Pandemic: Fall of Rome (2018)
Continuing the theme from Rising Tide, Pandemic Fall of Rome is another non-virus take on the series: In this one, you’re facing groups invading historic Rome, and the map is actually a bit more linear than in other Pandemic games. Each turn, cubes will move forward on multiple paths toward Rome, which you’ll try to halt before they sack your capital. It’s the newest of the three in the series, and it’s probably the one I’ve played the least.
Pandemic: Hot Zone — North America (2020)
This is the first Pandemic game that I felt didn’t add anything to the series, and that’s probably not too surprising. It’s basically a smaller version of base Pandemic, with fewer diseases and fewer locations. It’s almost just a demo of the full game, which is actually how it started its life, but it just feels like it’s missing something. If I only had half an hour to play a game, and I wanted to play Pandemic, I’d probably play a different cooperative game instead — Forbidden Island, maybe? That said, I’m curious what Pandemic: Hot Zone — Europe is like, and since I never really learn, I’ll probably play that one and see how I feel.
Also: a colon and an em-dash? Who titled this game — me?
Pandemic Legacy: Season 0 (2020)
This is currently sitting on a shelf waiting to be played through with some friends we played Season 2. I won’t report too much back, what with spoilers and all that, but I’m tremendously excited, and I’m completely on board for a prequel, even if it is kind of a weird twist. But on a high level: Spies? Yes. I’m in.
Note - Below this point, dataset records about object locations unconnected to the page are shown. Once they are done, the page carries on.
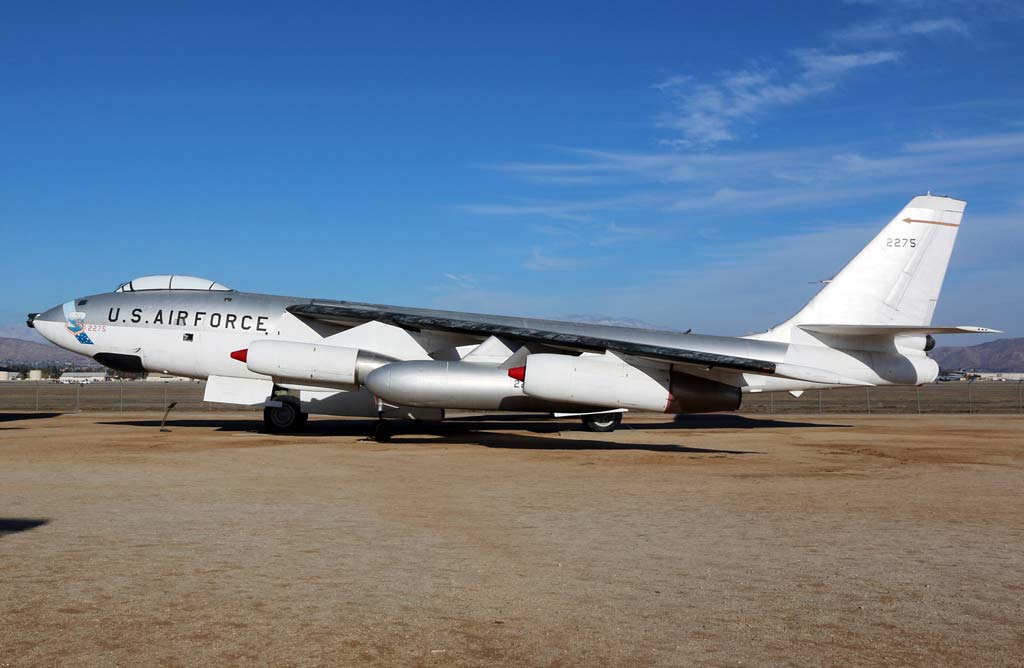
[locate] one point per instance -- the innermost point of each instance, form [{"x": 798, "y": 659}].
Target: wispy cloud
[
  {"x": 708, "y": 113},
  {"x": 464, "y": 281},
  {"x": 543, "y": 260},
  {"x": 757, "y": 180},
  {"x": 887, "y": 29},
  {"x": 577, "y": 211}
]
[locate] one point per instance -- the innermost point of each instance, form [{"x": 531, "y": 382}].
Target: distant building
[
  {"x": 83, "y": 376},
  {"x": 1006, "y": 376},
  {"x": 166, "y": 377}
]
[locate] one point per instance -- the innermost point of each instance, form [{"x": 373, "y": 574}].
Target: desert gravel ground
[{"x": 721, "y": 541}]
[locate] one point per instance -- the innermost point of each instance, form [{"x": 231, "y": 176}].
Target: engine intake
[{"x": 612, "y": 383}]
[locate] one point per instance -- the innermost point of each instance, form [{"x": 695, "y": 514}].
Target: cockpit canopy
[{"x": 170, "y": 282}]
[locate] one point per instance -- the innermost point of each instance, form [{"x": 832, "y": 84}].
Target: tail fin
[{"x": 896, "y": 279}]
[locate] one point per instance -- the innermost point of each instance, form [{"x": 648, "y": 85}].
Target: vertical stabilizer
[{"x": 896, "y": 279}]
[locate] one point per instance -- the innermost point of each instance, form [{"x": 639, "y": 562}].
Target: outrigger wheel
[
  {"x": 285, "y": 418},
  {"x": 602, "y": 421}
]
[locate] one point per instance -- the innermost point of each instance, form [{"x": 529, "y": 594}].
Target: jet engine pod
[
  {"x": 314, "y": 364},
  {"x": 448, "y": 384},
  {"x": 612, "y": 383}
]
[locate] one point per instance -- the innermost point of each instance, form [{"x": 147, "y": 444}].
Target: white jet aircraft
[{"x": 870, "y": 325}]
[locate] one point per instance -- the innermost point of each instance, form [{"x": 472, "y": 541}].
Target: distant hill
[
  {"x": 588, "y": 319},
  {"x": 1000, "y": 355},
  {"x": 19, "y": 352}
]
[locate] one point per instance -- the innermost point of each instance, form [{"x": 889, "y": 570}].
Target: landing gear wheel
[
  {"x": 284, "y": 418},
  {"x": 602, "y": 421},
  {"x": 382, "y": 431}
]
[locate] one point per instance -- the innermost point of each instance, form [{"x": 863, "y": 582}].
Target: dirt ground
[{"x": 852, "y": 540}]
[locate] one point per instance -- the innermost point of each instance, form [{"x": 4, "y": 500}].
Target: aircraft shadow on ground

Let’s do this.
What I didn’t include
Pandemic: Contagion, the 2014 competitive game in which everyone plays as a virus trying to infect people. A) It’s too soon for that; B) I don’t actually enjoy the game and don’t consider it canonical.
Pandemic: Reign of Cthulhu, a Cthulhu-themed variant of the original. I’m just not particularly into Lovecraftian horror, both because of Lovecraft’s problematic qualities and because it’s just not a theme I ever got into. It’s fine if you are, and I’d love to hear what you think of this variation on the game.
Pandemic: Rapid Response — I feel a bit weird including this one here, because while it does have the Pandemic name, it’s the first one that’s not designed by Matt Leacock at all. Still, it’s a canonical part of the Pandemic series, so it bears mentioning. Is it amazing? I don’t think so. It’s a bit of a fun real-time game, but it’s not particularly a Pandemic game. Ah, well.
Pandemic: 10th Anniversary Edition, which I think is nice but just isn’t something I’ve thought to buy at this point. I don’t know, maybe I will want to someday. I don’t really need miniatures — those pawns in Pandemic are iconic at this point — and I don’t particularly feel the need to pick it up right now. Still, the art looks a bit nicer and more refined, so I might end up talking myself into it. I better stop now!
Great breakdown. I’ve only played the original but really enjoyed it.